Tennessee Ends Cards for Immigrant Drivers
ATLANTA — Tennessee has ended its policy of issuing “certificates for driving” to illegal immigrants, citing federal investigations that uncovered applicants using fraudulent documents -- and even bribing state workers -- to obtain driving privileges, officials said Friday.
The state began giving immigrants the certificates in July 2004, with the hope of balancing domestic security and traffic concerns. The cards give holders the legal right to drive but, unlike driver’s licenses, they are not to be used for identification purposes. For instance, they cannot be used to board an airplane.
By doing so, Tennessee officials had hoped to solve a problem that has bedeviled other states, including California, where some lawmakers continue to press for full driver’s licenses for illegal immigrants despite opposition from Gov. Arnold Schwarzenegger.
The Tennessee model was criticized early on from diverse quarters. Anti-immigration forces worried that it gave legitimacy to illegal immigrants. Immigration-rights groups feared that police and others would be confused, and therefore inconsistent, in dealing with cardholders.
Officials in the capital, Nashville, grew concerned in recent months as federal investigations uncovered numerous instances of fraud by illegal immigrants.

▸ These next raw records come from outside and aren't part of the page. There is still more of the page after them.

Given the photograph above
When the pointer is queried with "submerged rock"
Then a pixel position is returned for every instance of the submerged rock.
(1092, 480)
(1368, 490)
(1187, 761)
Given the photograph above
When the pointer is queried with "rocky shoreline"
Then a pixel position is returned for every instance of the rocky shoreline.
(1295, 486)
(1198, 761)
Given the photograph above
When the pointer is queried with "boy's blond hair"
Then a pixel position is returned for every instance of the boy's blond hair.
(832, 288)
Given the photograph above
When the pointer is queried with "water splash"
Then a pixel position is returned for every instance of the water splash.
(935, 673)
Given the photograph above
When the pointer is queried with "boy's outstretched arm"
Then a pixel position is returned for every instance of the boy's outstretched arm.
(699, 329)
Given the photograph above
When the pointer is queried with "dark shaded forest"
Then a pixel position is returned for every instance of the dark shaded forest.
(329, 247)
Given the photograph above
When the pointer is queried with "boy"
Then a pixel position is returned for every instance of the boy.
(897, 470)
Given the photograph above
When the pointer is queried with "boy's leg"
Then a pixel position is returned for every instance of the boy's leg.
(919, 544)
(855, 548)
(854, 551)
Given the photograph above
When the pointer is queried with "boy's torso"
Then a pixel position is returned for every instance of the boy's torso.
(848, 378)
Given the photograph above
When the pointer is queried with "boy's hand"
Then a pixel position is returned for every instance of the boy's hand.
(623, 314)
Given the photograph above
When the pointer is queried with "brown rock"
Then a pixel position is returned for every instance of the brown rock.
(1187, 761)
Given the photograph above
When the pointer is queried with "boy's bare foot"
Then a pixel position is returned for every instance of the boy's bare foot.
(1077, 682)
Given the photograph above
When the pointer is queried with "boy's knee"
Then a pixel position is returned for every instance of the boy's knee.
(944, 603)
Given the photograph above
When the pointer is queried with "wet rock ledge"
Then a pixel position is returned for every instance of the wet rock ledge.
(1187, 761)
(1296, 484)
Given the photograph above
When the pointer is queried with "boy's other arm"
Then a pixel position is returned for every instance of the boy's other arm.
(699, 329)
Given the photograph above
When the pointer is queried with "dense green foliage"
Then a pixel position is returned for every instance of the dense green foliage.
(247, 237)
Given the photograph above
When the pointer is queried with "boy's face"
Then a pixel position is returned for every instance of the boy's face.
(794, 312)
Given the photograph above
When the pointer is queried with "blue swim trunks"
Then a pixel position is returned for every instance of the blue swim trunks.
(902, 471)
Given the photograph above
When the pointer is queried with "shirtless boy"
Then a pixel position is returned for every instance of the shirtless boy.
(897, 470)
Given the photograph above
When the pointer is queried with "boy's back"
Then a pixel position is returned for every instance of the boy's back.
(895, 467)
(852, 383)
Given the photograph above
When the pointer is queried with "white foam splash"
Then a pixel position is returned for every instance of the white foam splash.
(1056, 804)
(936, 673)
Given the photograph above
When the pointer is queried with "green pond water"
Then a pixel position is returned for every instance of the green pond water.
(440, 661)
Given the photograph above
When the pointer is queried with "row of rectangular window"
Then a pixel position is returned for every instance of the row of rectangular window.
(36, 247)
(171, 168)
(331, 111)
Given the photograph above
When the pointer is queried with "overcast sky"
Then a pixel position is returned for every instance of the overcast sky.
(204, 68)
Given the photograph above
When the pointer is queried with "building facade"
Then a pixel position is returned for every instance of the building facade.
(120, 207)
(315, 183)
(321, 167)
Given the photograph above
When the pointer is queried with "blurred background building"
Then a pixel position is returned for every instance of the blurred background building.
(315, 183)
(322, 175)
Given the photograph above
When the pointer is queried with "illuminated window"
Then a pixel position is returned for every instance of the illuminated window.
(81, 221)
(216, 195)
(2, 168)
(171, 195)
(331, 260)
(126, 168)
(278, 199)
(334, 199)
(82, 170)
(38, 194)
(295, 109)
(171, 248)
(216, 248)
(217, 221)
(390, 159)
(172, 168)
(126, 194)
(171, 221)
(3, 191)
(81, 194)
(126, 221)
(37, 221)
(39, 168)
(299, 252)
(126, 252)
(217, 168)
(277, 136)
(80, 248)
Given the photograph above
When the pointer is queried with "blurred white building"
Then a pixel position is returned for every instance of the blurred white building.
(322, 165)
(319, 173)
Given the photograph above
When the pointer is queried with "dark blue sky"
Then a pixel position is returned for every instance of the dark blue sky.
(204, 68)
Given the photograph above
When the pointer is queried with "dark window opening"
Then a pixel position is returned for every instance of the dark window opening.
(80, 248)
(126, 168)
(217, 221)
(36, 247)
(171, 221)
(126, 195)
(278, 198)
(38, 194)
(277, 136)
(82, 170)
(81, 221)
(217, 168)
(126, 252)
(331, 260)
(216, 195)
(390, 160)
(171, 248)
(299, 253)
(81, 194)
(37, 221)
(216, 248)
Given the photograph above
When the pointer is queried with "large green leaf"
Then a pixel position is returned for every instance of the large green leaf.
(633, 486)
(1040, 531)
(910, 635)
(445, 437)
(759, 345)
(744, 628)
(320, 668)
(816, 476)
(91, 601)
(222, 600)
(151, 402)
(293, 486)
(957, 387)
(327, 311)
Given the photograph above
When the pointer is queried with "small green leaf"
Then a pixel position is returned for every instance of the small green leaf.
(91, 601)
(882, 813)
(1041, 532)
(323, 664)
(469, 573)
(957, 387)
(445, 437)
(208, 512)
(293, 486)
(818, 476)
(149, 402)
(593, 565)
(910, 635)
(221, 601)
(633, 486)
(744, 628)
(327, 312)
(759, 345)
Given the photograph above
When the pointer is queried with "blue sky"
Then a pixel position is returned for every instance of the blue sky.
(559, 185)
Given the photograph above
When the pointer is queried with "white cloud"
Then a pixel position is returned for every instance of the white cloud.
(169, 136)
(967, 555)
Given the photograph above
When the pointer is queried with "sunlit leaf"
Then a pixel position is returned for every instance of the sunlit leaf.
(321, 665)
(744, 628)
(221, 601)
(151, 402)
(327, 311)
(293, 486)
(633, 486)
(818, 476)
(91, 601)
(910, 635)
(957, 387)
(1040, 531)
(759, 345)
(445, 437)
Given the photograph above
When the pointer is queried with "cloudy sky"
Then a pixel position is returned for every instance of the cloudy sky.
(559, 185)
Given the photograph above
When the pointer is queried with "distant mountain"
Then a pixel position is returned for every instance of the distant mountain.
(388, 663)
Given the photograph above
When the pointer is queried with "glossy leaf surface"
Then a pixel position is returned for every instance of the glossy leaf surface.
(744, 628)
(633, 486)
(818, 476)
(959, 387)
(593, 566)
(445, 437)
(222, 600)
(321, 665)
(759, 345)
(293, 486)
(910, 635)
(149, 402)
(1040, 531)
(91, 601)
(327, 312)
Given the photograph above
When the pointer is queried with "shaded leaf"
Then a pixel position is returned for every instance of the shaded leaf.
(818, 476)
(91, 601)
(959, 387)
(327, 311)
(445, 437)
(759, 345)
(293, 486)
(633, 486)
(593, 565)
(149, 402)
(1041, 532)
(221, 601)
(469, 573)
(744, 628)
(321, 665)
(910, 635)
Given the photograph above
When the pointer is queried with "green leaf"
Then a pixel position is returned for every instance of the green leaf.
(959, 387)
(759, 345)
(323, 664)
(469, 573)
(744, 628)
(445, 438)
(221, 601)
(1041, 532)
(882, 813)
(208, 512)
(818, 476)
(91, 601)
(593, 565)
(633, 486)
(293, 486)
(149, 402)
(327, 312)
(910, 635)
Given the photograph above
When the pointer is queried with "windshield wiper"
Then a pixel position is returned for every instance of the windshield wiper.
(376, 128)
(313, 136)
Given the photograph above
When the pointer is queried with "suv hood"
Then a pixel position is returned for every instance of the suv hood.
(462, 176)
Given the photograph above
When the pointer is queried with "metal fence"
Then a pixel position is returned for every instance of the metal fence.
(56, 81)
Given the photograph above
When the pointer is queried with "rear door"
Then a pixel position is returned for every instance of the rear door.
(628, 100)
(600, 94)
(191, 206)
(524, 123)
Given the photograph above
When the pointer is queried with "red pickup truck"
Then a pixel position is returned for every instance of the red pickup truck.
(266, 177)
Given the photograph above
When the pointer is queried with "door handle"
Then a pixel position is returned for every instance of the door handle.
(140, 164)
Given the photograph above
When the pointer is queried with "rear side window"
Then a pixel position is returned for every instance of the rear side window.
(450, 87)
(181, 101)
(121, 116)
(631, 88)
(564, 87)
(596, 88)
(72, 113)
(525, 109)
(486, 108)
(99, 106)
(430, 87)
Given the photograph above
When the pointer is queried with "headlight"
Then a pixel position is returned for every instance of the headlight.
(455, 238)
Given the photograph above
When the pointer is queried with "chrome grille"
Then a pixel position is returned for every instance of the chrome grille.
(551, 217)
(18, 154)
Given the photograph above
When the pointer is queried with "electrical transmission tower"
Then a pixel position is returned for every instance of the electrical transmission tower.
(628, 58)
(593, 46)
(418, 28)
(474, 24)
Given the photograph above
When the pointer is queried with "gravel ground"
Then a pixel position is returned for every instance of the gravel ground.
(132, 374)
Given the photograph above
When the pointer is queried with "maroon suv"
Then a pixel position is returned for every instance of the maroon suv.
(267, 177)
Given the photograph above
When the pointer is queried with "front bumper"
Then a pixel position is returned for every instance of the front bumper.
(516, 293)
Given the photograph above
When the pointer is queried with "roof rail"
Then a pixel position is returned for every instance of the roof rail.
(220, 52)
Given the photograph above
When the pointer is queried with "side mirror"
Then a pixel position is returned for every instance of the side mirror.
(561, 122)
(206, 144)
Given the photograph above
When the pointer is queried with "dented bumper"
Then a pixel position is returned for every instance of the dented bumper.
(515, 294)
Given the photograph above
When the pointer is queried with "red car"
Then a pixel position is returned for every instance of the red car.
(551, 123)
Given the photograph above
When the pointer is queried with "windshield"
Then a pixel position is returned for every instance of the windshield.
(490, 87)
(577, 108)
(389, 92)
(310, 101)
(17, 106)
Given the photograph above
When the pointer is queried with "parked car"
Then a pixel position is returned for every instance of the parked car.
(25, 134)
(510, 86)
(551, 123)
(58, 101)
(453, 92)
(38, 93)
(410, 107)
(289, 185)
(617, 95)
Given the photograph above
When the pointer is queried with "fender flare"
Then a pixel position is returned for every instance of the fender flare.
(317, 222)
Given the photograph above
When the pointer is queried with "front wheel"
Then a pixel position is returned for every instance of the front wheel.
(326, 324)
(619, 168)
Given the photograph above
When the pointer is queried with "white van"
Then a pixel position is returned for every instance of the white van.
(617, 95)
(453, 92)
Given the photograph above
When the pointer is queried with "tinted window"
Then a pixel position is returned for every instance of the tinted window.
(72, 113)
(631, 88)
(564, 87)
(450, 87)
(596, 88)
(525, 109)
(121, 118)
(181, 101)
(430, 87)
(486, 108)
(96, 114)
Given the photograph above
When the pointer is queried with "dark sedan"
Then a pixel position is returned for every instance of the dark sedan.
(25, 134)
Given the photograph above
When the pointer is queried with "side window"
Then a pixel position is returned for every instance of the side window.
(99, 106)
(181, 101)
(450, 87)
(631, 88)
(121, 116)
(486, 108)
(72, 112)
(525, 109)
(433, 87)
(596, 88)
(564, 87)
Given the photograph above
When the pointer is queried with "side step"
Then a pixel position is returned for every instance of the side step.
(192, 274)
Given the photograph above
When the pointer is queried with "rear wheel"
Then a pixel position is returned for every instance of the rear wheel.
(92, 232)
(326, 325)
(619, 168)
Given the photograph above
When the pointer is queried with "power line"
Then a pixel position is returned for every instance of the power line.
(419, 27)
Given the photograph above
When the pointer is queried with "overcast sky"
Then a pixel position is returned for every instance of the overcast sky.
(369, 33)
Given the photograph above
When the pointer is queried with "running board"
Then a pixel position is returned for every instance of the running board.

Bob Corney, a spokesman for Tennessee’s Democratic Gov. Phil Bredesen, said the governor’s office was informed that immigrants were coming from other states to get the certificates, using forged residency documents. Last month, a former worker at a driver’s license office was sentenced to two years in federal prison for issuing more than 40 certificates to unqualified immigrants, taking a $400 bribe for each fraudulent card.
“At this point it just seems that we’ve got this very ... serious problem, and we really felt that the appropriate thing to do was to suspend this program,” Corney said.
When Bredesen proposed the 2004 law, he billed it as a get-tough measure, because the state previously had allowed illegal immigrants to obtain driver’s licenses. Bredesen said the law would continue to ensure safe streets, because illegal immigrants would still have to pass a driving test to obtain the certificates.
The law also made the certificates the only avenue for legal immigrants to obtain driving privileges in Tennessee. That policy is the target of a federal class-action lawsuit, now on appeal, which alleges that it violates the Constitution’s equal protection clause.
In a press release Friday, Department of Safety officials said they would work with legislators to change the law and allow legal immigrants to obtain driver’s licenses.